Стандарт PCI DSS — это международный стандарт безопасности, созданный специально для защиты данных платежных карт. Он позволяет защитить организацию от инцидентов безопасности и обеспечить необходимый уровень защищенности во всей платежной системе.
Действующая русскоязычная версия PCI DSS 3.2.1
Требования
PCI DSS содержит более 250 требований, которые позволяют достичь определенных целей защиты.

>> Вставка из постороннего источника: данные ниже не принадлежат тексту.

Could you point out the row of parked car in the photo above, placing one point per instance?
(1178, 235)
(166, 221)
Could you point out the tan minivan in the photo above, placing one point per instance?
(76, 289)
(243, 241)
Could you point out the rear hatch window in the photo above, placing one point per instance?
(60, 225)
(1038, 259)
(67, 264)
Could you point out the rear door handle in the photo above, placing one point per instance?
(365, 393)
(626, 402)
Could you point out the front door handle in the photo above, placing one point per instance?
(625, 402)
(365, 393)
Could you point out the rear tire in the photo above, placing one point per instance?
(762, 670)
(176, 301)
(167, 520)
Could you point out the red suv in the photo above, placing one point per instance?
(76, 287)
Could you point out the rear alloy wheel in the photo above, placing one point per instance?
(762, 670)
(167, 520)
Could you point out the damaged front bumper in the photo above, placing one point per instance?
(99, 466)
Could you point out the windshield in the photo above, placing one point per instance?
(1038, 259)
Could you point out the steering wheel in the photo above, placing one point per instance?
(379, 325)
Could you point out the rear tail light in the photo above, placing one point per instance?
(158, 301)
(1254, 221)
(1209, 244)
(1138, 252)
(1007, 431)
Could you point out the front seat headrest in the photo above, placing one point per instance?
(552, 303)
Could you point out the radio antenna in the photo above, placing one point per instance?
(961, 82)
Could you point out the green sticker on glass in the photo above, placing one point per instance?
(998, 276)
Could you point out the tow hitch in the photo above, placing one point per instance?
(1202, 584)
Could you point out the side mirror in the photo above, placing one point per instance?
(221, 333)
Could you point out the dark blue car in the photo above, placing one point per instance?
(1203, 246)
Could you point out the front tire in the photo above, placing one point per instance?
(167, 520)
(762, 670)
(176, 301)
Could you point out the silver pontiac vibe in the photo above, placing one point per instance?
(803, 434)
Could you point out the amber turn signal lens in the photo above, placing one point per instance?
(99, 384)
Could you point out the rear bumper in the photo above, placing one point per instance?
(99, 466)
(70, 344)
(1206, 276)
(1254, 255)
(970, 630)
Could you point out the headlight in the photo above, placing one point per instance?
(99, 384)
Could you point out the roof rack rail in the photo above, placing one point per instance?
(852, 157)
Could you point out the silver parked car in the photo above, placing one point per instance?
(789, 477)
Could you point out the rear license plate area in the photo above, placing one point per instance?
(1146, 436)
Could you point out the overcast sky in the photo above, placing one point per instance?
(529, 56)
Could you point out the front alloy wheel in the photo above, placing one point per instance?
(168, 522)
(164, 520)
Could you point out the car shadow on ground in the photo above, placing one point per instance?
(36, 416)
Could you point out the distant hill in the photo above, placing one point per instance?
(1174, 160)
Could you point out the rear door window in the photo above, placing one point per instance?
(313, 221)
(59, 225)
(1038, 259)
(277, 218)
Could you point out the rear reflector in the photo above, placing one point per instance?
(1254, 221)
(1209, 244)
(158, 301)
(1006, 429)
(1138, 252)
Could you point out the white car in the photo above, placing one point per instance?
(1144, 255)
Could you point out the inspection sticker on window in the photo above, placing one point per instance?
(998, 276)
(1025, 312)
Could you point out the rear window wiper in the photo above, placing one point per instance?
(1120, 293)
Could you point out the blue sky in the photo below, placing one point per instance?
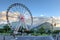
(37, 7)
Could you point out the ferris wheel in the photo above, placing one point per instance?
(18, 15)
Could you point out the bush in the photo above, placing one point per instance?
(56, 31)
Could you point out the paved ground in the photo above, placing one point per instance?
(27, 38)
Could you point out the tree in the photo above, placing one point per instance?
(6, 28)
(41, 30)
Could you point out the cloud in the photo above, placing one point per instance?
(41, 15)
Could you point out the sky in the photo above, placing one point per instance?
(37, 7)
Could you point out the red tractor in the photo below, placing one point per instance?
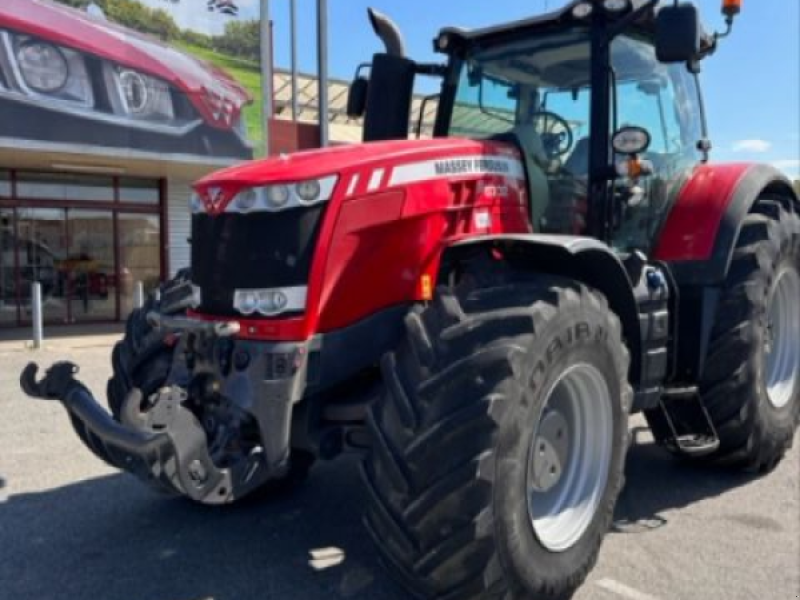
(479, 313)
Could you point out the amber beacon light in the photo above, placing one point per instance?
(731, 8)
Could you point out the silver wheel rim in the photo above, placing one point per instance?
(569, 457)
(781, 345)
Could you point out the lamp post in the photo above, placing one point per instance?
(267, 92)
(322, 59)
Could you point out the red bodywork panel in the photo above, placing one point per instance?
(216, 96)
(396, 206)
(692, 226)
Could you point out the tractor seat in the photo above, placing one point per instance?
(577, 164)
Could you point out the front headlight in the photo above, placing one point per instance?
(270, 303)
(278, 197)
(43, 66)
(138, 95)
(48, 71)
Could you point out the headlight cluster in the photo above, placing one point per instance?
(274, 198)
(39, 72)
(270, 303)
(42, 70)
(138, 95)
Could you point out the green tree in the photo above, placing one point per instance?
(241, 38)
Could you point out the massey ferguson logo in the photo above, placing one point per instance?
(467, 166)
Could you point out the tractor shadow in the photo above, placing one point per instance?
(657, 482)
(110, 538)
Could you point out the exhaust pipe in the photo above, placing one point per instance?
(388, 32)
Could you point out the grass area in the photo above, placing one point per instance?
(248, 75)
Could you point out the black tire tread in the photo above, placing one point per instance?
(430, 522)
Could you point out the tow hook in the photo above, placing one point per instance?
(166, 445)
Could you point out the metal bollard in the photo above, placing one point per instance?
(36, 314)
(138, 295)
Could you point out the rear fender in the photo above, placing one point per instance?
(584, 259)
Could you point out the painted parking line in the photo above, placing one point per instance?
(620, 589)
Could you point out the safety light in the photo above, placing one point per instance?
(43, 67)
(278, 196)
(582, 10)
(246, 200)
(616, 6)
(731, 8)
(309, 191)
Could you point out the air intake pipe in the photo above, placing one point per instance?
(388, 32)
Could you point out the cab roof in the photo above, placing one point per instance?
(551, 20)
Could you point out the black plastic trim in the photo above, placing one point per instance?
(585, 259)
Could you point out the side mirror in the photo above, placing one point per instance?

Установить и поддерживать конфигурацию межсетевых экранов для защиты данных
Не использовать пароли и другие системные параметры безопасности, заданные производителем по умолчанию
Защищать хранимые данные держателей карт
Шифровать данные держателей карт при их передаче в открытых общедоступных сетях
Защищать все системы от вредоносного ПО и регулярно обновлять антивирусное ПО или программы
Разрабатывать и поддерживать безопасные системы и приложения
Ограничить доступ к данным держателей карт в соответствии со служебной необходимостью
Определять и подтверждать доступ к системным компонентам
Ограничить физический доступ к данным держателей карт
Контролировать и отслеживать любой доступ к сетевым ресурсам и данным держателей карт
Регулярно выполнять тестирование систем и процессов обеспечения безопасности
Разработать и поддерживать политику обеспечения информационной безопасности для всех сотрудников организации
Самооценка PCI DSS
Сертификационный аудит в ТСП имеет право проводить организация, имеющая статус Qualified Security Assessor (QSA) и указанная в списке или сертифицированный внутренний аудитор, имеющий статус Internal Security Assessor (ISA) и указанный в списке.